Video summary and VQA module
Also the MultimodalSummaryDetector can be used to generate video captions (summary) as well as visual question answering (VQA) for visual part of video file. This again uses the QWEN 2.5 Vision-Language model family
model = ammico.MultimodalSummaryModel(model_id=model_id)
ammico uses the WhisperX model family for audio transcription as developed by OpenAI. This will lead to higher accuracy. The AudioToTextModel model is responsible for this in ammico. By default, it loads a small model on the GPU (if your device supports CUDA), also you can specify size of the audio model ("small", "base", "large"), or device ("cuda" or "cpu") if you want. Increasing the model size can improve the result of converting an audio track to text, but consumes more RAM or VRAM.

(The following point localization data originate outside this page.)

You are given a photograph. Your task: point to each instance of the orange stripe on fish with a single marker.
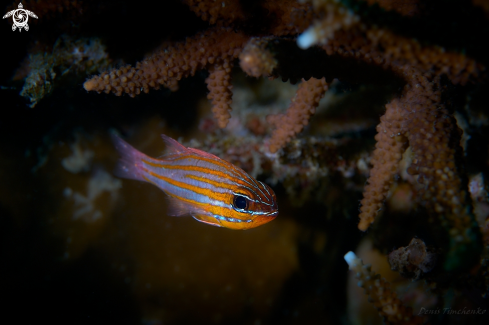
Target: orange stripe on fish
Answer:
(200, 184)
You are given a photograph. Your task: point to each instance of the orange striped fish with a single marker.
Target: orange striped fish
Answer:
(201, 185)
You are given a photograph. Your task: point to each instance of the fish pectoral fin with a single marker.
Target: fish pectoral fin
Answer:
(179, 208)
(207, 220)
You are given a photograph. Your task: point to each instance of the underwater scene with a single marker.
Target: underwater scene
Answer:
(244, 162)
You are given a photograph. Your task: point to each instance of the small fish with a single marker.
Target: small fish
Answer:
(201, 185)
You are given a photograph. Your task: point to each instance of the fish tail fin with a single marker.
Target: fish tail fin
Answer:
(130, 161)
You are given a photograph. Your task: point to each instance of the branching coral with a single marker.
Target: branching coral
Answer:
(302, 107)
(67, 56)
(212, 49)
(420, 118)
(380, 294)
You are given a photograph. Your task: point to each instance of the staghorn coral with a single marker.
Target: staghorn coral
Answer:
(256, 60)
(416, 258)
(219, 85)
(42, 72)
(419, 118)
(380, 294)
(297, 116)
(166, 67)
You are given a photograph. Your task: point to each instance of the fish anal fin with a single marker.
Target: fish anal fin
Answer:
(180, 208)
(207, 220)
(203, 153)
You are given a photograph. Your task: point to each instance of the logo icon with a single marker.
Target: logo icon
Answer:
(20, 17)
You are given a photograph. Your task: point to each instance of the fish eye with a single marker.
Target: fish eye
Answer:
(240, 202)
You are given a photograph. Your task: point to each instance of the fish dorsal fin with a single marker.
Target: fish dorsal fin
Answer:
(180, 208)
(203, 153)
(173, 146)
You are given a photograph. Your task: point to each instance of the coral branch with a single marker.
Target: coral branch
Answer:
(380, 294)
(385, 160)
(219, 85)
(297, 116)
(256, 60)
(165, 68)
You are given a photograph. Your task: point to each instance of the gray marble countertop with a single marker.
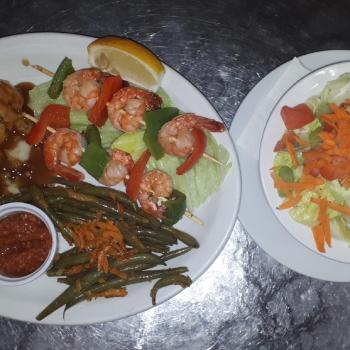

audio_model = ammico.AudioToTextModel(model_size="small", device="cuda")
Read your video data into AMMICO
The ammico package reads in one or several input video files given in a folder for processing. The user can select to read in all videos in a folder, to include subfolders via the recursive option, and can select the file extensions that should be considered (i.e. "mp4"). For reading in the files, the ammico function find_videos is used, with supported extensions supported:
| input key | input type | possible input values |
|---|---|---|
path |
str |
the directory containing the video files (defaults to the location set by environment variable AMMICO_DATA_HOME) |
pattern |
str\|list |
the file extensions to consider (defaults to "mp4", "mov", "avi", "mkv", "webm") |
recursive |
bool |
include subdirectories recursively (defaults to True) |
limit |
int |
maximum number of files to read (defaults to 5, for all videos set to None or -1) |
random_seed |
str |
the random seed for shuffling the videos; applies when only a few videos are read and the selection should be preserved (defaults to None) |
The find_videos function returns a nested dictionary that contains the file ids and the paths to the files and is empty otherwise.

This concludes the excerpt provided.